Build quality on both is excellent, but completely different. Where the FH7 go for a standard universal shell made of an aluminium-magnesium alloy, the Black are offered in universal and custom shells where both can be customized to personal tastes. Of course, this will take time and so the FH7 offer instant audiophile gratification because you can take them off the shelf at a local retailer.
– TP Audio Aurora
The TP Audio Aurora come in a bit cheaper at $350 and offer quite a different proposition, but much like the FIBAE Black, the Aurora offer the FH7 some stiff competition. The Aurora are very accurate sounding single BA driver IEMs with a more neutral tonality compared to FIBAE Black. As such the Aurora come nowhere near the FH7 in terms of bass. The main difference is in the mids where the Aurora excel in the faithful reproduction of instruments, compared to the articulate FH7. Vocals can sound tangibly realistic with the Aurora, something the FH7 can’t really compete with. In return, the Aurora can’t come close to the treble of the FH7. The Aurora have quite a rolled off treble by comparison and even I can find them lacking in sparkle at times.

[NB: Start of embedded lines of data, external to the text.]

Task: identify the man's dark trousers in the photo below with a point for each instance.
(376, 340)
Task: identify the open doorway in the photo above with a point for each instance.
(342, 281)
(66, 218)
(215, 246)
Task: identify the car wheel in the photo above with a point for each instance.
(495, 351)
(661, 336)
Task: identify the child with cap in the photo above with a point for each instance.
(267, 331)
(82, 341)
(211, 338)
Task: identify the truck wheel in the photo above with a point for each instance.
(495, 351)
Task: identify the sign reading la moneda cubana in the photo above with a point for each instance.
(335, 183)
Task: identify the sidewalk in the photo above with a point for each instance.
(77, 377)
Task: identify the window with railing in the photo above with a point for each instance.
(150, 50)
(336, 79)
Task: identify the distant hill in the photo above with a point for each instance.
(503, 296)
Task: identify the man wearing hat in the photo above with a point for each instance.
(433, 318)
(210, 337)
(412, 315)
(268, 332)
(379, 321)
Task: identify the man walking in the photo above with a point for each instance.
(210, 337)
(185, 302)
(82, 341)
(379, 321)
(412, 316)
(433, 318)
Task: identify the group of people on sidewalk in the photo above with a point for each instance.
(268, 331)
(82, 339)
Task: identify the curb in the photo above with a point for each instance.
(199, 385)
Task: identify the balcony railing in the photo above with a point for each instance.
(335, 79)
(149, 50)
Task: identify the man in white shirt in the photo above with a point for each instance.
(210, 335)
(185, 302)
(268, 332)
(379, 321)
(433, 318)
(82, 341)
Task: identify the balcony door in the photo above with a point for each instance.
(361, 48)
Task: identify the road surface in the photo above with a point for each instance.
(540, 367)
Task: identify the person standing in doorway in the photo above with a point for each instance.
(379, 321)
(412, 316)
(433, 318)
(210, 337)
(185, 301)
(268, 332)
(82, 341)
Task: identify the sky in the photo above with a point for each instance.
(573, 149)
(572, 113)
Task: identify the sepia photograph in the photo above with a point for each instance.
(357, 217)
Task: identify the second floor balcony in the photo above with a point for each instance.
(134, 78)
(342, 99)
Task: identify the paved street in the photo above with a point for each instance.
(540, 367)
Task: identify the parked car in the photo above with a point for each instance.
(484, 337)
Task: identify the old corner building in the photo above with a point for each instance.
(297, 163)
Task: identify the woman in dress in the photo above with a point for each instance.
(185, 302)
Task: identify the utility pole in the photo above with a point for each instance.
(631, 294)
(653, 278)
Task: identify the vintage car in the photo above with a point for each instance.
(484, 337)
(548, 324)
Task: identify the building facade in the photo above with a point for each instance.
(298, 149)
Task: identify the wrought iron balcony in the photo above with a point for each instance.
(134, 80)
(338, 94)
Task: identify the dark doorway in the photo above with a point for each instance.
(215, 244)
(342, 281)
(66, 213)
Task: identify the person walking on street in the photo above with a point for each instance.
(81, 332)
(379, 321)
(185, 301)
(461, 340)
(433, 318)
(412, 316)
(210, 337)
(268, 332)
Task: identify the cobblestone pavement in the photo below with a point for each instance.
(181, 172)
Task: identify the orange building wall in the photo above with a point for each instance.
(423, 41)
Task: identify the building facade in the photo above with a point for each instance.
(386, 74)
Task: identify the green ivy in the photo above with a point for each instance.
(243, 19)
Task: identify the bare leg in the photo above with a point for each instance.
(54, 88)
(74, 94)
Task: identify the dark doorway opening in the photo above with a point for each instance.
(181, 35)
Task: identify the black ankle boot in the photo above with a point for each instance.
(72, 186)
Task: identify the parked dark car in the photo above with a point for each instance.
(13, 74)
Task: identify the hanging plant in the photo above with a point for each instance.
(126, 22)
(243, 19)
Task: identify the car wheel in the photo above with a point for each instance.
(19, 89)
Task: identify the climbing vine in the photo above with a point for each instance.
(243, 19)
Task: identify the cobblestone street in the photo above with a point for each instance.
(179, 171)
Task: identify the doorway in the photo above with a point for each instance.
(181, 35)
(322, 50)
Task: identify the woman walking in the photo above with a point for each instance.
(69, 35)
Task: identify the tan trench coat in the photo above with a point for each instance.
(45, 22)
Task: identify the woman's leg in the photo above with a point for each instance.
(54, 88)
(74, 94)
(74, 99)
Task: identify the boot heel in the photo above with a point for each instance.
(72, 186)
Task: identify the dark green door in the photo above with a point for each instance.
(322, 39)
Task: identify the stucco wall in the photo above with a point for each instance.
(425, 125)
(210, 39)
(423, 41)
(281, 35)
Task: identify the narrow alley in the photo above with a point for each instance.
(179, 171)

Once again, the Aurora is offered in both universal and custom form. Although customization options are not quite as extensive as with Custom Art, there are still more options to choose from than the single option for the FH7, which is nonetheless very pretty art deco style (“Philistine!”). I personally get an excellent fit with the universal Aurora, possibly the best out of all my universal IEMs, and the FH7 come very close to that.
The FiiO FH7 are interesting hybrid IEMs with an energetic signature that does carry a warning for people who are more treble sensitive. The bass is powerful, the mids are exciting and articulate, and the treble is lively and bright. This can be a bit too bright, but the FH7 include different filters to change the signature slightly. Surprisingly, the High Boost filters offer the smoothest treble response. The FH7 have great build quality and comfort and come with an excellent selection of accessories. The LC-2.5D upgrade cable is a great match for the FH7. It has better ergonomics, is offered in a variety of terminations and the synergy with the FH7 is outstanding. In my opinion the LC-2.5D allows the FH7 to show off their full potential and is definitely an upgrade worth considering.